The media have by and large swallowed the Theresa May line that the government will have a stronger hand to play when her ministers sit down with their European counterparts to negotiate Brexit. Britain, she asserts, will be in a far better bargaining position if the Europeans see that the government has a clear mandate.
The financial markets were sympathetic to these arguments, too, especially the pound, which yesterday rose to a six-month high on the news, although shares prices suffered a typical wobble. The markets are said to anticipate political outcomes, but that’s an old adage and old adages these days seem less likely to be stone-cold certainties than brand new paradigms.
I can’t help wondering, all the while, whether there might have been other, hidden reasons behind the decision. I can think of two.
First, Britain is likely to suffer from a severe bout of inflation next year, and perhaps for some years after that, a cheaper pound one of the contributing factors. Another influence would be indications that the EU has stuck to the hard negotiating line that it has been threatening from the start. A weak currency combined with a bad deal would not, in electoral terms, be good for the governing party, of whatever political colour.
Better, then, May might have been thinking out loud on her walks in the Welsh hills, to have an election now, when the economy is growing, and consumer confidence is high, than two or thee years from now when the excrement starts to collide with the air distributor.
All this may bespeak an unjustified cynicism.
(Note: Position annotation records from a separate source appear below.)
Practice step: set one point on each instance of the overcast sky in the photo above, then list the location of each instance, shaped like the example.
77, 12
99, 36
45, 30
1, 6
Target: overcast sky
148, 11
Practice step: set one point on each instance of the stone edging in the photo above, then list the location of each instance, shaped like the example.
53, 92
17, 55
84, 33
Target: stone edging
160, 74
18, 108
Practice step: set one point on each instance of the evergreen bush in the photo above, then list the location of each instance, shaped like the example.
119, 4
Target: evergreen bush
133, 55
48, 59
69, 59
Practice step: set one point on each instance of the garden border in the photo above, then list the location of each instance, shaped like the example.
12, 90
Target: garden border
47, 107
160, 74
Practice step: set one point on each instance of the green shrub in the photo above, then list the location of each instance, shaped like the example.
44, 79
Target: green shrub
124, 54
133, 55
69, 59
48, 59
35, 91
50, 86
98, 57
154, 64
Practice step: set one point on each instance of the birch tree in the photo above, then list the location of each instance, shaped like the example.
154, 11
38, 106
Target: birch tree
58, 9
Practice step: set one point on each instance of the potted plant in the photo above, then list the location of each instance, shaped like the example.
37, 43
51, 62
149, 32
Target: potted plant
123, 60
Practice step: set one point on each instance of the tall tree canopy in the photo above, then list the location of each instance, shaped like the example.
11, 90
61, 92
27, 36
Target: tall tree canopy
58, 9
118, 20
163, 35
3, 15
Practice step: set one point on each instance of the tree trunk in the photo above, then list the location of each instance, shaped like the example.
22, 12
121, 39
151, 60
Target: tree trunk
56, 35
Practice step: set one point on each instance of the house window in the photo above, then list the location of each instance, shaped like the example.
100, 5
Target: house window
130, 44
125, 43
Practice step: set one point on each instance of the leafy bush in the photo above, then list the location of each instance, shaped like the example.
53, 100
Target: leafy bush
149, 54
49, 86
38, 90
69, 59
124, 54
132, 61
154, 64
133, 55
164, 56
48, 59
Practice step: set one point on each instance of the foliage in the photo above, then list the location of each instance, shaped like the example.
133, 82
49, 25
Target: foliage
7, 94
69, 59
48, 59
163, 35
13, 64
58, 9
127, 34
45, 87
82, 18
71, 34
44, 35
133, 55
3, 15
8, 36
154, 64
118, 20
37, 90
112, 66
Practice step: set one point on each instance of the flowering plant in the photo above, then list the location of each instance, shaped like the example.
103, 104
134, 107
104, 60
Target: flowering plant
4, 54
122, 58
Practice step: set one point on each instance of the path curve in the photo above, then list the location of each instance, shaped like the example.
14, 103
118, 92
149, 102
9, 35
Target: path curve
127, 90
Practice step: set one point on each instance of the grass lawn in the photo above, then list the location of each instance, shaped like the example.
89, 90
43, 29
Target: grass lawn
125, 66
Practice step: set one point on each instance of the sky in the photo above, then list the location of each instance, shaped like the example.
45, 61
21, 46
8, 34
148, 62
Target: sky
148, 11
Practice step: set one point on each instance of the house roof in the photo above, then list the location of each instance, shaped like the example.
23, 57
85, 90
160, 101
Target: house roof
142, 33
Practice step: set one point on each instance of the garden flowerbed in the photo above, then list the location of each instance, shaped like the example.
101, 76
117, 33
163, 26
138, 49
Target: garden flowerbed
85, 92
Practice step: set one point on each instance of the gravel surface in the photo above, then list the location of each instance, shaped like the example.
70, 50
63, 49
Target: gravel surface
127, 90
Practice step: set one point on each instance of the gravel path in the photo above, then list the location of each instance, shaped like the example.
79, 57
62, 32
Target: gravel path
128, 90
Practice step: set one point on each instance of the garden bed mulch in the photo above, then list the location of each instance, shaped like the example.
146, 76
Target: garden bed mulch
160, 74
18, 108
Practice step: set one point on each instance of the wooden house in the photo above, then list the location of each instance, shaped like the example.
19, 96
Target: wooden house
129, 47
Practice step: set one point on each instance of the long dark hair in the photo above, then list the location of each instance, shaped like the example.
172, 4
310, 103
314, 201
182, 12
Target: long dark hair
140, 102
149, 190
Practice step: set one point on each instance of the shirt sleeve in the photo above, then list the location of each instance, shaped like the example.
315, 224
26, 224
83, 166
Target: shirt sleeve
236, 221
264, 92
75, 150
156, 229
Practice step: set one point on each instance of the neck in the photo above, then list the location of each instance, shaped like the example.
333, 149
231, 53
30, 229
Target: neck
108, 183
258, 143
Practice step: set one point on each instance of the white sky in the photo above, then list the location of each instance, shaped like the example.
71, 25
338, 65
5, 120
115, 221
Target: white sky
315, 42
The unarguable facts, it has to be said, are that May’s best chance of getting herself elected in her own right is to have a vote now against an already weak and evidently still weakening opposition under a man who would somehow find a way not to lead his party to victory even if Mrs. May and her husband were found to have been the secret owners of a house of ill-repute in Maidenhead. Or indeed if it were to be discovered that she had been engaged in a torrid secret affair with Nigel Farage.
On all the present polling evidence the Tories will romp home with a greatly enlarged majority. The polls have not performed commendably of late years – though not as badly as has been attributed to them – but a Tory lead of twenty points seems unassailable, especially as the UK Independence Party, having lost an empire but not yet found a role, to quote the late Dean Acheson, seems to be in terminal decline.
If there is to be any uncertainty, it may derive from the effects of a low turnout. This is Britain’s fourth national election in as many years, if the European parliamentary elections are included, and the voters are entitled to be suffering a case of political ennui. Besides, the Referendum will be a hard act to follow in terms of commitment and passion. But then again, the missing voters are more likely to come from the Labour side than the Conservative.
So, once more into the breach, dear friends, and let’s hope that we will not be in Brussels closing the wall up with our English dead.